Not as a separate dwelling unit. An in-law suite is legally part of the primary home, not a separate unit. You can have someone live in the space as a roommate, but you cannot write a separate lease or treat it as an independent rental. To rent the space legally, you need an ADU permit.
Is a granny flat the same as an ADU?
“Granny flat” is an informal term that can refer to either a permitted ADU or an unpermitted living space. The distinction matters legally. A permitted ADU has full legal protections and rental rights. An unpermitted granny flat is a code violation that cannot be legally rented, insured, or included in a property appraisal.
How much does it cost to convert an in-law suite to an ADU?

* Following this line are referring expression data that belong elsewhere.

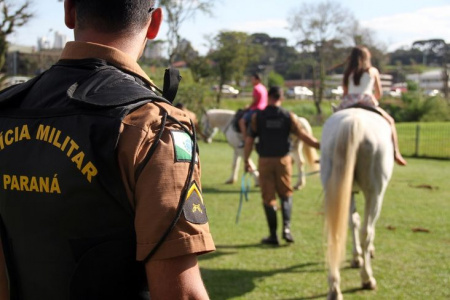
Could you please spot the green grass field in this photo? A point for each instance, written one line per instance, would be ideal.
(412, 238)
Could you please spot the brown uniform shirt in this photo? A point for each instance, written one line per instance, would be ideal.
(155, 194)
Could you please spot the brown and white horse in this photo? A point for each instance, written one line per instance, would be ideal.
(214, 119)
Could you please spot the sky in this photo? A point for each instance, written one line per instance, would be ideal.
(396, 23)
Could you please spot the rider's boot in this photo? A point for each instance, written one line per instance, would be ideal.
(286, 210)
(271, 216)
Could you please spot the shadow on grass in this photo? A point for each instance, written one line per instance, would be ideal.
(230, 283)
(322, 296)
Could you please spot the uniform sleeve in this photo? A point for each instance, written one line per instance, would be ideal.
(296, 126)
(156, 193)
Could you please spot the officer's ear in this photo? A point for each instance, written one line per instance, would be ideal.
(155, 24)
(70, 14)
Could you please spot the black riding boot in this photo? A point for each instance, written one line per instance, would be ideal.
(286, 209)
(271, 215)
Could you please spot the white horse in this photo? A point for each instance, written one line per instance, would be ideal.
(356, 154)
(222, 119)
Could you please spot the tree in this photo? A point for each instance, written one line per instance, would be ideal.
(439, 48)
(12, 16)
(176, 13)
(321, 27)
(231, 55)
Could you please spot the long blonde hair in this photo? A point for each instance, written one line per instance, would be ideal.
(358, 62)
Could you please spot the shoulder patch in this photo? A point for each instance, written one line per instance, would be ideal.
(194, 210)
(182, 145)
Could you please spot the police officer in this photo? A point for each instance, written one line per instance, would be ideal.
(100, 195)
(273, 126)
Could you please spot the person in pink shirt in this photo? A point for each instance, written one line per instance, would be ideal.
(259, 103)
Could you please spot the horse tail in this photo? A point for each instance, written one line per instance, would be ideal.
(339, 187)
(310, 153)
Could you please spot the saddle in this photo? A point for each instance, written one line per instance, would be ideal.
(369, 108)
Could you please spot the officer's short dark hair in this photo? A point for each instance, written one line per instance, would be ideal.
(179, 105)
(257, 76)
(275, 92)
(113, 16)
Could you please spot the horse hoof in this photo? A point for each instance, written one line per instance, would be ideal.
(356, 263)
(335, 295)
(370, 285)
(298, 187)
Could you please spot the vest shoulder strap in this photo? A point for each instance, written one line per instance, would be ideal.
(109, 87)
(17, 90)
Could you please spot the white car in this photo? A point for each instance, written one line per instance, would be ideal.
(227, 90)
(299, 92)
(432, 93)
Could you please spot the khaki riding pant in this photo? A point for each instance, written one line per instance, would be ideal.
(275, 178)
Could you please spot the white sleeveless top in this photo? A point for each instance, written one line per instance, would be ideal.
(365, 86)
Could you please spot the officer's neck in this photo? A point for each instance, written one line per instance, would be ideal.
(274, 103)
(131, 45)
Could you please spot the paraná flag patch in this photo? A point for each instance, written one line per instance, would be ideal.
(182, 144)
(194, 210)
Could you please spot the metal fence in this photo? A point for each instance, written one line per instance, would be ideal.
(425, 139)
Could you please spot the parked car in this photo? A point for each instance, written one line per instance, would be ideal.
(299, 92)
(335, 94)
(394, 93)
(227, 90)
(432, 93)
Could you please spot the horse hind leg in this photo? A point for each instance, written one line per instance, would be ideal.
(334, 281)
(372, 212)
(355, 223)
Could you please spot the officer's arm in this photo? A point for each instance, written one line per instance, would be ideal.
(4, 287)
(175, 278)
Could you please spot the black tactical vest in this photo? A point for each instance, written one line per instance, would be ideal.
(273, 126)
(67, 225)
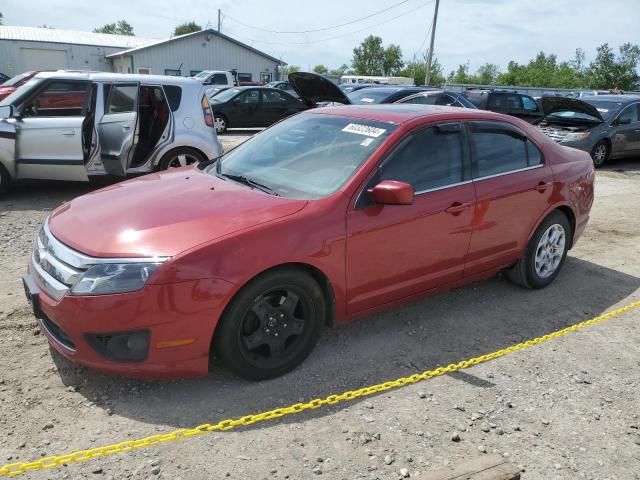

Converting an existing in-law suite to a permitted ADU typically costs $30,000 to $80,000 in California. The main costs are adding a full kitchen, creating a separate entrance, installing fire separation, and bringing electrical and plumbing up to current code. This is significantly less than building a new ADU from scratch.
Do I need a permit for an in-law suite in California?
Yes. Any construction that adds living space, modifies the structure, or changes the use of a room requires a building permit. An in-law suite with a bedroom and bathroom addition needs a room addition permit. If you add a full kitchen and separate entrance, you’ve effectively created an ADU — which requires an ADU permit.
Does an ADU add more value than an in-law suite?
Yes. A permitted ADU typically adds 20% to 35% to property value because appraisers can use the income approach — valuing the rental income stream. An in-law suite adds 5% to 15% as a home improvement. On a $700,000 property, the difference can be $100,000 or more in appraised value.
Can I build both an ADU and an in-law suite on my property?
California law allows one ADU and one JADU per single-family lot. There is no restriction on in-law suites because they are part of the primary home (permitted as room additions). In theory, you could have a bedroom suite within your home and a separate ADU in the backyard.
Do I need to live on the property if I have an ADU?
No, for standard ADUs. AB 976 permanently eliminated the owner-occupancy requirement. You can rent both the primary home and the ADU and live elsewhere. JADUs may still require the property owner to live on-site. In-law suites are part of the primary home, so the question doesn’t apply.